A regular customer came in yesterday. He told me when he was first married gasoline cost $.29 a gallon and his monthly income fell somewhere around $250 a month.

It’s no secret how I feel about those times, how I wish we could take a sliver of that simplicity, hard work, and American-made wares and plug it into The Present. I have a personal tradition I try to keep up each week to keep me in touch with those days -I stay up (if I can) after everyone is asleep on Sunday night and watch a ridiculous old movie. There’s a VAST difference between awesome old movies and ridiculous old movies.
This Sunday’s edition was Diary of a Teenage Bride. I knew it was going to be good from the get-go.

I try to keep it simple at our house, try to dial out things that don’t matter and soak up things that do so my family will have an honest-to-goodness juicy life.
But it is SO hard. I find that after school, after homework, after teaching piano lessons, after Alice has thrashed the entire house from my bathroom to the counters of the kitchen, I’m doing good to curl up under a blanket and let my brain ride on auto pilot while I watch old movies about teenage brides. Truth: sometimes I run out of steam before the kids’ get to bed, and WE ALL curl up and watch movies.

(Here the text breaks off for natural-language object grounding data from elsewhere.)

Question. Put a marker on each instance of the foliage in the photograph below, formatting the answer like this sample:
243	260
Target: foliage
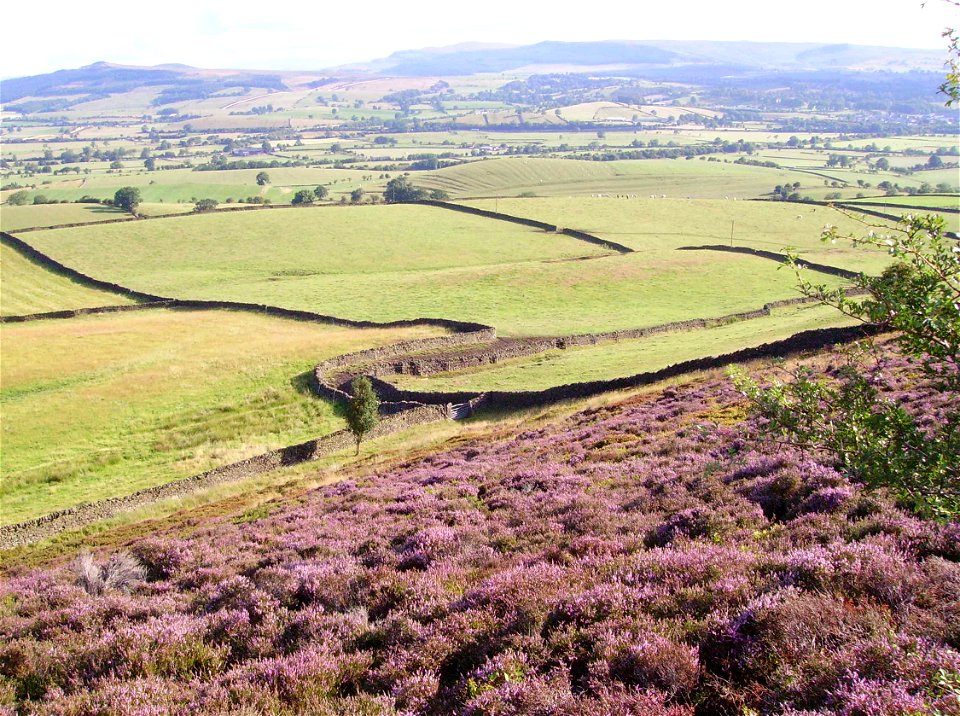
18	198
127	198
847	415
121	573
630	559
363	410
302	197
205	205
399	189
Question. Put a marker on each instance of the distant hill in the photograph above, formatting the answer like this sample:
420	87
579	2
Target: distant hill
630	54
64	88
670	61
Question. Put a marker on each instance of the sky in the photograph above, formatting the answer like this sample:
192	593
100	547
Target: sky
309	35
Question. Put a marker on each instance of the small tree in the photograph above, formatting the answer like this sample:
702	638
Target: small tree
847	417
363	410
127	198
302	197
206	205
399	189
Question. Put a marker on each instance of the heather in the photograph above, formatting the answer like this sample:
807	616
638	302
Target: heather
644	558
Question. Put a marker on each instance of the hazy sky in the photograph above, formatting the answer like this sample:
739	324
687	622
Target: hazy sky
307	34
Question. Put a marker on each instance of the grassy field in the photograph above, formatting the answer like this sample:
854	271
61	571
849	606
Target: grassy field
931	201
26	287
569	177
662	225
614	360
14	218
184	185
106	405
392	262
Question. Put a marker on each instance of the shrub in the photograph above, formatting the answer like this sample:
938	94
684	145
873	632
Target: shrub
205	205
18	198
848	416
121	573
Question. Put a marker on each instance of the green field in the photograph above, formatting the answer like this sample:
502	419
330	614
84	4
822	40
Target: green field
26	287
185	185
615	360
14	218
662	225
392	262
930	201
568	177
105	405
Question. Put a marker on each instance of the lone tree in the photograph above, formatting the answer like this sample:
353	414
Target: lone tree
363	410
18	198
127	198
205	205
302	197
399	189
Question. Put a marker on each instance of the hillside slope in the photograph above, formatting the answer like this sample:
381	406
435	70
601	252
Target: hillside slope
635	559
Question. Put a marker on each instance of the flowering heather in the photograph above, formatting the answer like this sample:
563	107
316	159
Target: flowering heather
637	559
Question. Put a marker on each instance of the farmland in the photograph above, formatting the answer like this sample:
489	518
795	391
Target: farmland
105	405
628	357
29	288
336	261
576	507
563	177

I’m fighting a losing battle though. Society seems against me. Simplicity is a lost art.
Proof -Lacy brought this home from school yesterday (she’s 7).

“I don’t know these words, Mom. I just copy…”

I try to balance out the craziness of the outside world INSIDE my home. I encourage Lacy to help me decorate the house with seasonal nature. She brought me a big bundle of the tassles from our dried out corn stalks. We put them in a basket and Alice is having a Tassle-Day (as opposed to Hay-Day because my puns are a little sad on a Tuesday):

Sometimes amidst all the business and the craziness of the outside world, it’s nice to have a few HOME things that help you feel centered. Dinner in a pumpkin is something that our entire family loves, and we make it every year. This year I made a few changes to make it gluten-free, and it was still hearty, delicious, and HOME.

We ate out of a pumpkin and then carved:

And I made an executive decision in the Name of Simplicity that next year there will BE NO PATTERNS. We’re going back to the old days of creative thinking… the days where Mom doesn’t end up doing 75% of the work.

And to round this post out like a pumpkin, we’ll bring back old movies for 200, Alex.

Halloween is also the night I revive a personal tradition of watching a ridiculous old movie. I’m hoping someday someone (anyone) I live with will latch onto my love of ridiculous old movies.
Here’s this year’s choices:

 

And if all else fails, there’s always Arsenic and Old Lace.  I hope your Halloween finds you rejecting the busy and embracing the simple… and maybe, just maybe, it will find you on the couch with a movie about a woman who morphs into a gigantic fly and terrorizes EVER.EE.ONE.